Synopsis
Espousing the creation of a new masculine code that works in today's world, a noted psychologist shows how conditioning and socialization function and how effective and meaningful changes can be made to improve male communication. 15,000 first printing.
Reviews
While Harvard Medical School faculty member Levant (Between Father and Child) covers a lot of familiar territory in this examination of American manhood, which he considers to be in crisis, he adds significant new insights as well. The principal reason he cites for many men's failure to establish good relationships, especially with women, lies in their lack of emotional empathy: they tend to act rather than feel. And the socialization that has caused them to repress much emotion results in their expressing feelings in one of the few outlets available to them, anger. But "traditional man" has many valuable qualities that should not be disparaged, he notes in this study written with freelancer Kopecky. In his own clinical work, Levant has evolved a therapy for men who feel emotionally stunted and reports that he has had considerable success with those who wanted to effect a change. His clearheaded approach could prove helpful for men ready to reconstruct.
Copyright 1995 Reed Business Information, Inc.

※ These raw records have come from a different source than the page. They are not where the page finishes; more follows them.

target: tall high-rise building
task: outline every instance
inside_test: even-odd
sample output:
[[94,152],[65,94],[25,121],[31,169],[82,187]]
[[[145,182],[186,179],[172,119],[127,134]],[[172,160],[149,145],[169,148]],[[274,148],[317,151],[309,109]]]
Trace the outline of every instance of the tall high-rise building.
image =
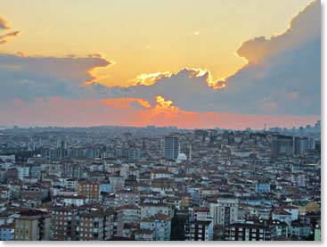
[[273,157],[279,155],[290,156],[294,154],[294,142],[291,136],[277,136],[272,140],[271,154]]
[[210,203],[210,213],[214,225],[227,226],[237,221],[239,202],[234,198],[220,198]]
[[176,160],[179,154],[179,142],[176,136],[165,136],[164,157],[170,160]]

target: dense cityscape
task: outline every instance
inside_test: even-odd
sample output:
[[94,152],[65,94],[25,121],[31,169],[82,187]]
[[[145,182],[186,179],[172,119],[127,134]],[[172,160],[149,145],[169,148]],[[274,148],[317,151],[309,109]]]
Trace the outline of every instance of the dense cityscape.
[[2,241],[321,239],[321,126],[6,128]]

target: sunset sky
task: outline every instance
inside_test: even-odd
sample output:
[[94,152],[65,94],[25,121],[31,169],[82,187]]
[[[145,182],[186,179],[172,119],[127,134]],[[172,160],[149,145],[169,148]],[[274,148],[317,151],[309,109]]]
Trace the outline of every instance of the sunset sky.
[[263,128],[320,119],[319,1],[0,6],[0,125]]

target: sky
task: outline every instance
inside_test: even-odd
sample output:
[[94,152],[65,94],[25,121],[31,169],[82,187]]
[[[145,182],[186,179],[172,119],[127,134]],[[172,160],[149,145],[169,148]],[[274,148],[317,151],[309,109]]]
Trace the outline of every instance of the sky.
[[320,119],[319,1],[0,5],[0,125],[263,128]]

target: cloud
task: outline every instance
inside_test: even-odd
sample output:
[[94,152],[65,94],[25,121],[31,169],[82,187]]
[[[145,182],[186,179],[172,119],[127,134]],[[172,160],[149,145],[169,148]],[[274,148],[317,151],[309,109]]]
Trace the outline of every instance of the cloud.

Levant doesn't much refute charges that the men's movement is just an overhyped, defensive mechanism, a cry for undeserved sympathy from a bunch of guys whining, "Don't blame me!" But at least, with Kopecky's help, he dresses the thing up in more scientific sounding language. Instead of celebrating drum beating, he vends plenty of men's introspection about their children; for example, he claims--it may surprise some men--that men are all very concerned with shepherding their sons' emotional development so that they'll resemble appropriately masculine models. His thesis seems to be that men need to understand what it means to them to be men and, once they understand this, come to terms with it and rework it into something that works in a contemporary world in which outmoded ideas of masculinity are often unwelcome. Agree with this, you'll be edified by the book; disagree, and you'll still almost certainly be entertained. Either way, this is an important addition to men's studies, provided, of course, that you believe "men's issues" are a legitimate concern for study. Mike Tribby
Like the spate of men's psychology books published last year, this book challenges emotionally disconnected male readers to get in touch with their feelings. Clinical psychologist Levant presents much paraphrased dialog with his clients-average guys who want to stop acting like jerks when they are with their wives or girlfriends. In hopes of reaching these people outside the masculinity cults, the author does not suggest running around in the woods and beating drums a la Robert Bly. But his advice is simply not all that different from that found in Marvin Allen's In the Company of Men (LJ 5/1/93), William Betcher's In a Time of Fallen Heroes (Atheneum, 1993), or Kathleen Gerson's No Man's Land (Basic Bks, 1993). Only libraries where those books are circulating well need consider this addition to their collections.
A. Arro Smith, San Marcos P.L., Tex.